During the cruel five seconds that passed before she burst into her wicked laughter—the kind that bent her completely forward onto her hands and knees on the floor of a bedroom we’d leave exactly as she left it—I actually pictured a SWAT team pulling up our long gravel driveway, brandishing rifles.

“Holy shit, Peachy, you should have seen your face! Oh my God, you kill me you are so fucking naïve.”

I punched the side of her arm hard.

“Ow!”

“Jesus, Beth. You are such a bitch! Why do you do that to me?”

“Oh my God,” she said, panting for air and rubbing the spot where I hit her. “Because I
can
.”

We heard Lou’s Jeep turn into the driveway, followed by the Leamington family’s tires hitting the gravel. At a honk we sprang up and began to gather her things. Beth giggled as she loaded my shoulders with her carry-on and her knapsack. Lou appeared in the doorway with his sleeves rolled up over his downy white forearms. Beth hoisted one of the two smaller boxes she was bringing with her and pointed with a foot to the other one. Lou and I formed the not-so-reluctant caravan following her down the stairs, out the front door, across the porch, and into the cool August dawn.

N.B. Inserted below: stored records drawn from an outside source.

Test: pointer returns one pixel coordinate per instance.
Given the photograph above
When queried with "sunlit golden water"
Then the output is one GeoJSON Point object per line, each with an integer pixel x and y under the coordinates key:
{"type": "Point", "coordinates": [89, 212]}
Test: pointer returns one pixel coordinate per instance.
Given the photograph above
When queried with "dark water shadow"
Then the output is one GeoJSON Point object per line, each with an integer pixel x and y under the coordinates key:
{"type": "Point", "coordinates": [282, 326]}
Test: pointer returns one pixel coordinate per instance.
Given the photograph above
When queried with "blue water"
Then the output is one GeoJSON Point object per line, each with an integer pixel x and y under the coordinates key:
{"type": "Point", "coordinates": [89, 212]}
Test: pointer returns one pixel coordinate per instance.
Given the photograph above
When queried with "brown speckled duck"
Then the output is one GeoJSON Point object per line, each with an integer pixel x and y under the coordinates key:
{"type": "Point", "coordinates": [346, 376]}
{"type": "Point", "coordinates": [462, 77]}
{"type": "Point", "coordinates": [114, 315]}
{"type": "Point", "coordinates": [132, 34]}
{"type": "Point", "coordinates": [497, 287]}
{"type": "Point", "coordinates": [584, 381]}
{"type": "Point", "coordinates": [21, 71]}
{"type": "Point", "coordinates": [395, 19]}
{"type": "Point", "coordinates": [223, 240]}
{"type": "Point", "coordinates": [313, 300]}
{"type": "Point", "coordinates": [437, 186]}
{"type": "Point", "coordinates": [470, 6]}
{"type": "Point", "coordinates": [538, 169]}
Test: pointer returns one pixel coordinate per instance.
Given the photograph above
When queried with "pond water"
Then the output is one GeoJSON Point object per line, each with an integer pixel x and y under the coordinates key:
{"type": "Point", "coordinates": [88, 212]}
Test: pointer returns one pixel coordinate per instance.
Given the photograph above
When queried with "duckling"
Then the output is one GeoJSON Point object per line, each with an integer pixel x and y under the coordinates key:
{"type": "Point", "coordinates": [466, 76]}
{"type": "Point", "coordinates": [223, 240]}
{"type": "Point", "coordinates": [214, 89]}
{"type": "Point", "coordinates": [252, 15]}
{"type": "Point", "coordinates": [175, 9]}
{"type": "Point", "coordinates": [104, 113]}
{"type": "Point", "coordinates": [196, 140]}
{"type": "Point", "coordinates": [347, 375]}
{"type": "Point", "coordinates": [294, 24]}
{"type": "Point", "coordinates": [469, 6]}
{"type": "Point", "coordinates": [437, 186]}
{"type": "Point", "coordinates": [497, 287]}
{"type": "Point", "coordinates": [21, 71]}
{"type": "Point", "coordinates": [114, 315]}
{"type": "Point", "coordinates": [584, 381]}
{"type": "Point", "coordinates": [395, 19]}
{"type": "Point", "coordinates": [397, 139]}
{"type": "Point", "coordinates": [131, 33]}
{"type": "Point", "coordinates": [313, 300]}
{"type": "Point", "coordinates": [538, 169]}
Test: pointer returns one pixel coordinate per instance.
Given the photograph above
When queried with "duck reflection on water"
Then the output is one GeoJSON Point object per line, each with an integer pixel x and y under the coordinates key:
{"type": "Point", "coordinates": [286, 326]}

Introductions were short and vague. The rich girl’s father began to ask Lou about the kind of crops growing on the acres that lushly surrounded our farmhouse. Before Lou could tell him they weren’t our crops, that much of the remaining land was leased after the outside acres had been sold to pay for Beth’s tuition, Beth swatted us back and away, far from the truck to make our private, awkward goodbye.

“Okay. So. I guess this is it,” she said, hooking an arm around Lou’s broad shoulders then mine. They were exactly the same height, both a full head taller than I. “I’ll call you when I get settled, Lou. And I’ll see you at Thanksgiving. The American one.”